Unless, of course, we want to still have access to the old version of shaunae_list later on. The old list is still in the heap (though our current program has no name through which to access that old list). What if we instead had written the program this way?

shaunae_list = ["bread", "coffee"]
prev_list = shaunae_list
shaunae_list = ["paint", "brushes"] + shaunae_list

Now, if Shaunae realizes she goofed and put her art supply shopping on the grocery list on that last update, she could “undo” the update by resetting her list variable to the previous list:

shaunae_list = prev_list

Undoing a modification (just like the undo feature in document-editing tools) is just one example of where it can help to hang on to older versions of data for a little while. The point here is not to give a sophisticated treatment of undoing computations, but more to motivate that there are situations in which creating a new list is preferable to updating the old one.

When might we want to update, rather than preserve, the existing list?

Remember our discussion of aliasing? We wanted two people, Elena and Jorge to share access to a common bank account. Might we ever want a shared shopping list? Sure, Shaunae and her roommate Jonella do share a shopping list, so that they can both add items while letting either one go to the store.

Do Now!

Set up a shared shopping list that is accessible through two names, shaunae_list and jonella_list. Then, add an item to the list via one of these names and check that the item appears under the other name.

You might have written something like the following:

shaunae_list = ["bread", "coffee"]
jonella_list = shaunae_list
jonella_list.append("eggs")

If you load this code at the prompt and look at both lists at the end, you’ll see they have the same values.

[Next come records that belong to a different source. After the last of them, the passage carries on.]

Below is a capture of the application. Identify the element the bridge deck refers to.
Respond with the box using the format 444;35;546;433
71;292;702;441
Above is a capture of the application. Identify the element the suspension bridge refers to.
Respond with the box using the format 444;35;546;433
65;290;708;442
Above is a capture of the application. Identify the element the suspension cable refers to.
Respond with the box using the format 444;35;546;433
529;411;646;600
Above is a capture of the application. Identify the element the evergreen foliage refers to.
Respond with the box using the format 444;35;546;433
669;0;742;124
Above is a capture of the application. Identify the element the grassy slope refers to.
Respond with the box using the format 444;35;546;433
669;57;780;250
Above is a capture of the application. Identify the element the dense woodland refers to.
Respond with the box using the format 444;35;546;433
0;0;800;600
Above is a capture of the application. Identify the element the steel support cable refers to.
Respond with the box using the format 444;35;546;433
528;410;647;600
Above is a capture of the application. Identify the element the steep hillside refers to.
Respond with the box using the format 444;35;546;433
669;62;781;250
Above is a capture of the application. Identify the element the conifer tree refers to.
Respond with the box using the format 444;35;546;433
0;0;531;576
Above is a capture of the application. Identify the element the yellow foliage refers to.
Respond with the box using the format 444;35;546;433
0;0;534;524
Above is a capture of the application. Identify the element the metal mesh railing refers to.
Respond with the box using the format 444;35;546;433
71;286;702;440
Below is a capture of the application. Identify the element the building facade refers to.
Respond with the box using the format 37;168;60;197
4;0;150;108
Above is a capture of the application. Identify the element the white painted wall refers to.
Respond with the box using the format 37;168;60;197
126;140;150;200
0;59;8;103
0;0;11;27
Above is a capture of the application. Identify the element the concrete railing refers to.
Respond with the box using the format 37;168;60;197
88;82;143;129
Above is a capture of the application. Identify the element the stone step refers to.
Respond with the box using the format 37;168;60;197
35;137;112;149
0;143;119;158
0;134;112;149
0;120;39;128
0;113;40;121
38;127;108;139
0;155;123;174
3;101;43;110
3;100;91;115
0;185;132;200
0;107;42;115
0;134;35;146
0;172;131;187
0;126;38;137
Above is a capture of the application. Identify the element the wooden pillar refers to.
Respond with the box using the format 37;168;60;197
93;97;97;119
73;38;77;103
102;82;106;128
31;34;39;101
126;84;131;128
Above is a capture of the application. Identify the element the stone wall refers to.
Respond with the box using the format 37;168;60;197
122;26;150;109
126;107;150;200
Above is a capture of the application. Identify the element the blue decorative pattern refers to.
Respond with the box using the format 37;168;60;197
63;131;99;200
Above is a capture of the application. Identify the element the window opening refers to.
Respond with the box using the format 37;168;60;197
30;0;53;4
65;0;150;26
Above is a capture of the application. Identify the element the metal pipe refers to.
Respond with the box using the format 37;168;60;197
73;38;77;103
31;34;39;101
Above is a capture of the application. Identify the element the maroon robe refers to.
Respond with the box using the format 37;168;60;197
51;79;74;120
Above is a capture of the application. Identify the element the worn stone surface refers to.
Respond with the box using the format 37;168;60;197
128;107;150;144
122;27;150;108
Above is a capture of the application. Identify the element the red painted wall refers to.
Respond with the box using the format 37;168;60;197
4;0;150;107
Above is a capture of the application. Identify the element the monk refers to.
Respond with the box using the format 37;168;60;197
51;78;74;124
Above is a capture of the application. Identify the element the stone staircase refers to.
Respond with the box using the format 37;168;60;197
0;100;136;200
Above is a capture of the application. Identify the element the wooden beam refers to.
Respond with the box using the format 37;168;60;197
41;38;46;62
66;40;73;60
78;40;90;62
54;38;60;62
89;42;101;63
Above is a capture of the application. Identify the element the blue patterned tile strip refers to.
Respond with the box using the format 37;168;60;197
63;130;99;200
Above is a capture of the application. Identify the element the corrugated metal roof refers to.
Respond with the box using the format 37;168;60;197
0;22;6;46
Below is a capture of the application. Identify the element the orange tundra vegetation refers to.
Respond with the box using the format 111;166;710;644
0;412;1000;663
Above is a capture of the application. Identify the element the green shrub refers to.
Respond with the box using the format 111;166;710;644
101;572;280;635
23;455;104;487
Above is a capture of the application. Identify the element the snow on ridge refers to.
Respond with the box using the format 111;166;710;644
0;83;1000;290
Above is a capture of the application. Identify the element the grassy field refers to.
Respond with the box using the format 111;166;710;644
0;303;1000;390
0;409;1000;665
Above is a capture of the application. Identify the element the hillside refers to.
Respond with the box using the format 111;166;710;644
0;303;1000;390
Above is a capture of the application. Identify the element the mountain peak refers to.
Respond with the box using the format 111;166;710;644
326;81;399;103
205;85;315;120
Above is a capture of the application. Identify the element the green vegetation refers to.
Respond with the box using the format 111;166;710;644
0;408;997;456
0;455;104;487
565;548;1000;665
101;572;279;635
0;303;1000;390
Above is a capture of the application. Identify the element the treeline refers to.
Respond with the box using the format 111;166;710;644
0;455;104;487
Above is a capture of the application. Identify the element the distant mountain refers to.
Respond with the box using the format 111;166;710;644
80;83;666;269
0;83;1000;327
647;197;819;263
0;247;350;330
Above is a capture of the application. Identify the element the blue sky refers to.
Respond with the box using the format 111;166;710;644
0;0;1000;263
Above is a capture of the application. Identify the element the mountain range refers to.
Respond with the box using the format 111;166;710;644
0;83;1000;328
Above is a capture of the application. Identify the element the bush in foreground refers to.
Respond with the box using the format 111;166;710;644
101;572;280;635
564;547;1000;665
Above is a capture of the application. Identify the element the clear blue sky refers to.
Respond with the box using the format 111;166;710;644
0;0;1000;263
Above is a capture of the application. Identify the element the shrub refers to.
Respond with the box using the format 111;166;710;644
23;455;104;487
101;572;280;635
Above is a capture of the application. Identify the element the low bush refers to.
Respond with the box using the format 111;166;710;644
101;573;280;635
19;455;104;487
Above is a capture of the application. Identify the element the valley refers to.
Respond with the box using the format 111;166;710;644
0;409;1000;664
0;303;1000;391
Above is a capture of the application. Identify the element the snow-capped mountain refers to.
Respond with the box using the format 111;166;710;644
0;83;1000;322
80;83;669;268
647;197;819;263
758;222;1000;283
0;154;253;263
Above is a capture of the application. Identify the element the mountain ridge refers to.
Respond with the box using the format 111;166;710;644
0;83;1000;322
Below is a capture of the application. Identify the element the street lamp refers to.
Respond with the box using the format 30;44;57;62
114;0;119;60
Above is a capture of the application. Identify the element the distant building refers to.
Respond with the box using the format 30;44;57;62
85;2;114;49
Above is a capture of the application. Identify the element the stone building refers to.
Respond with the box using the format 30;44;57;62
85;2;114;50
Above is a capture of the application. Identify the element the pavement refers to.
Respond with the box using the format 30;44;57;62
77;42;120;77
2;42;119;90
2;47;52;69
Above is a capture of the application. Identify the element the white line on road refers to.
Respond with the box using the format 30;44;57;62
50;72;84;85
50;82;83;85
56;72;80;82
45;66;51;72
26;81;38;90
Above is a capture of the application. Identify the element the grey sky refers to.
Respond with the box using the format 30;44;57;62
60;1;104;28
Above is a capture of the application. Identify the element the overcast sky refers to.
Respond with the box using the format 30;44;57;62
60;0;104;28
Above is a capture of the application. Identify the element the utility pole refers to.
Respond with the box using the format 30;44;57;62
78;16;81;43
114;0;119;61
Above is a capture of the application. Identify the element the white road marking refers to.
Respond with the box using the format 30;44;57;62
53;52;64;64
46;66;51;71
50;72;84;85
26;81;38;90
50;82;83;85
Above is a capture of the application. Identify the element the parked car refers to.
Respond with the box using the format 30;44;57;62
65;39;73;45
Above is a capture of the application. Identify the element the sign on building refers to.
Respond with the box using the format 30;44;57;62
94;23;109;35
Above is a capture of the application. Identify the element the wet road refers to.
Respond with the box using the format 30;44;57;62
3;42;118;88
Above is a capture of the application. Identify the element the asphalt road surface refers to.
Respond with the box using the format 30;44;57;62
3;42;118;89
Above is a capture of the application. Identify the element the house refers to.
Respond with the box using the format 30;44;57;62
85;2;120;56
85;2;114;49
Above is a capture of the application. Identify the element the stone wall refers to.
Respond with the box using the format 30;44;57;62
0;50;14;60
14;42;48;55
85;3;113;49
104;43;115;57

In contrast, had we written the code as follows, only one of them would see the new item:

>>> jonella_list = ["apples"] + jonella_list
>>> jonella_list
["apples", "bread", "coffee", "eggs"]
>>> shaunae_list
["bread", "coffee", "eggs"]

Do Now!

Draw the memory diagram for the above program.

Exercise: Creating Lists of Accounts🔗

In [REFSEC], we wrote a function to create new accounts for the bank. That function returned each new account as it was created. That meant that every newly-created account had to be associated with a name in the directory (otherwise we would not be able to access it from the heap).

Maintaining either a list or a dictionary of all the created accounts makes much more sense. We’d need only a single name for the collection of accounts, but could still access individual accounts as needed. For example, we might want an all_accts list that looks something like the following:

all_accts = [Account(8623, 100),
             Account(8624, 300),
             Account(8625, 225),
             ...
             ]

Do Now!

Write a program that creates an empty all_accts list, then adds a new Account to it each time create_acct is called. You will need to modify create_acct in order to do this. Here is the existing code as a starting point.

next_id = 1

def create_acct(init_bal: float) -> Account:
  global next_id
  new_acct = Account(next_id, init_bal, [])
  next_id = next_id + 1
  return new_acct

Do Now!

Did you include a line like global all_accts in your code? Why or why not?

If you used append to update the all_accts list, then you would not need to include global all_accts. Recall that global is needed to tell Python to update a variable in the top-level directory rather than the local directory. If you use all_accts.append, however, you are modifying the heap instead of the directory. There is no need for global if your code is only modifying heap contents.